A ver, he buscado en el buscador, pero nada de nada con mi problema, debo de ser el único o algo.

Bien, antes de empezar a hacer truquillos (que algunos ya sé, todo hay que decirlo), he querido dominar la baraja, aprender a barajar y a sujetarla, en fin, empezar por donde hay que empezar pero... mi problema es que aunque me digan como se hace, no sé, por ejemplo, barajar a la americana en el aire. En mesa sí, pero en el aire no. Y por ejemplo, la mezcla en manos por arrastre, la primera del libro de Vicente Canuto, creo que la entiendo, pero cuando leo lo de que es un juego de presiones, donde el pulgar de la mano que sujeta la baraja ejerce presion para dejar pasar una o un paquetillo de cartas, no lo comprendo. 

Además, tampoco me salen los cortes falsos.

¿Qué debo hacer?

----------


## b12jose

Practicar y ser paciente, todo se consigue a base de práctica, en cuanto al juego de presiones, eso ya lo tendrás que ir viendo tu, viendo cuando tienes que apretar el dedo para que salgan más o menos ... 
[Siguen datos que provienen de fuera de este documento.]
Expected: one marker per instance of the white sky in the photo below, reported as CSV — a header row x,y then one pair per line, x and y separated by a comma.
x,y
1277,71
El único secreto es eso practicar y ser paciente

----------


## Adrian Gómez

Pues así pasa aveces, en los libros vas a encontrar cosas que no entiendas muy bien pero tu lee el procedimiento hasta que te salga y lo comprendas, aunque lo tengas que leer 100 veces tu leelo y poco a poco iras entendiendo las cosas, además mientras lees el libro ve haciendo los pasos con la baraja en manos y has con la braja lo que entiendas, y cuando entiendas aunquesea un poco de la técnica o en que consiste ya se te va a facilitar lo demás,tal vez así te sea más facíl comprender las técnicas, en todo caso y ya de último recurso creo que te vendría bien buscar video en la web sobre las técnicas, no digo que las busques reveladas, sino que busques videos donde salga gente haciendo la técnica que no entiendas y así podras darte una idea y si aún así no comprendes pues acá estoy por si quieres ayuda, mandame un MP y te ayudo en lo que pueda con mucho gusto.

Suerte.

----------


## Moss

Sí, seguro que tu prosa es mejor que la de Vicente Canuto. 
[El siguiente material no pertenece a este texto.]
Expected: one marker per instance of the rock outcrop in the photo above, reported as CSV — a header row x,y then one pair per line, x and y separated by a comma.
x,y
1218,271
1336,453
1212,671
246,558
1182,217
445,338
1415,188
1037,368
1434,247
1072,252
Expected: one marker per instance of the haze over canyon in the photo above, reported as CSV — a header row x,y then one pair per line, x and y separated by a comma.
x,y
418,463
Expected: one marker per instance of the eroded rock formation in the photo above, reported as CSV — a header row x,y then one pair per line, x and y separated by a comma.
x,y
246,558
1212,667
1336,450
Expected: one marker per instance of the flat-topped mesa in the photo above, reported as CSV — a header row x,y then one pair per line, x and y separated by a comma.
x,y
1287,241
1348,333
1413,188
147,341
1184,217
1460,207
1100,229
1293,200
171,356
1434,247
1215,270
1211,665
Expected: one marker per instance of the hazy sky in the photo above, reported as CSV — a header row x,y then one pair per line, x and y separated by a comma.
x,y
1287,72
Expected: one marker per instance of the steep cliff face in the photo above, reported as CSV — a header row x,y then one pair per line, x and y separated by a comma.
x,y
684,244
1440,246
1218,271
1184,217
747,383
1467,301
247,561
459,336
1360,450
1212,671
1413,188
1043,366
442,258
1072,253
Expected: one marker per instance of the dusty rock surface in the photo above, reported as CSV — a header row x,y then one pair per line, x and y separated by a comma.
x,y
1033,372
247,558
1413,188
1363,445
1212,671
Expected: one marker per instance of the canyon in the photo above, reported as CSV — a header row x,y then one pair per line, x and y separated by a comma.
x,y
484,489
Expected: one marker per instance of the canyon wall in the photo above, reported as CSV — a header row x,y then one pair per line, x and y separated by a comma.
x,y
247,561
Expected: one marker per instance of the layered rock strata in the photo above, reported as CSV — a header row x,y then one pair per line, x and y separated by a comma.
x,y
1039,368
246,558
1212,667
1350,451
Kvothe, lee con calma, no te obceques, ya verás como poco a poco todo va saliendo.

----------


## Coloclom

a veces es mejor pararse, ver un poco la tele y tomar la lectura de nuevo pasado un rato. Lo malo es que lo que comentas te ocurrirá siempre, con cada libro. Por eso no hay nada mejor que tener a alguien a quien enseñarle cada técnica que aprendes para que pueda corregirtela y aconsejarte.

Y como ha dicho Moss no te obceques, que al final todo sale.
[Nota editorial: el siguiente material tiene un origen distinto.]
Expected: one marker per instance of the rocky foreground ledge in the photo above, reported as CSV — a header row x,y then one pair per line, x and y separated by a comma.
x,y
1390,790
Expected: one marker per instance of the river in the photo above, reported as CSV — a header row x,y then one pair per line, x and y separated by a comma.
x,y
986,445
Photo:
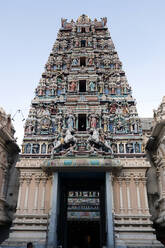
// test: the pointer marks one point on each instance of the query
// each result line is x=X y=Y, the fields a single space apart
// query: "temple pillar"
x=120 y=180
x=109 y=199
x=139 y=209
x=128 y=179
x=144 y=181
x=52 y=231
x=21 y=180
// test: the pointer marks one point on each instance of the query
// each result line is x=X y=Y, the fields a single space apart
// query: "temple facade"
x=9 y=183
x=156 y=173
x=83 y=166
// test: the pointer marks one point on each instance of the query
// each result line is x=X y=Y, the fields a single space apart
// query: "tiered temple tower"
x=83 y=167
O apoyate en Adrián Gómez, que alguien se ofrezca para echarte un cable siempre es de agradecer.


¿¿Qué añadiría Iban aquí??

----------


## Macpoole

Además de lo que dicen los colegas te sugiero que vayas a un club de magos. A muchos nos gusta enseñar, disfrutamos con ello. Verás que todo es mucho más fácil cuando te lo cuenta otro mago.

----------


## Kvothe

Sí, eso he pensado, pero creo que en mi pueblo no hay ninguno... investigaré a ver.

Gracias a todos, haré lo que me decís. Practicar, practicar y... ¡ah! sí, practicar.

----------


## SOFTVADER

Practicalo mucho,todas las tecnicas se pracvtican mucho para que empiecen a salir,de todas formas como te dicen,lee con calma,no quieras correr antes de andar( eso nos ha pasado a la mayoria creo yo).
Un saludo.

----------


## Teresa

Si te sirve de consuelo, a mí me pasa lo mismo.

Yo creo que es cuestión de imaginarse lo que el libro quiere decir y probar a ver si te sale. También va bien buscar la técnica específica en youtube, como te dice Adrian, porque al ver el efecto, ya sabes a qué se refiere el libro.

----------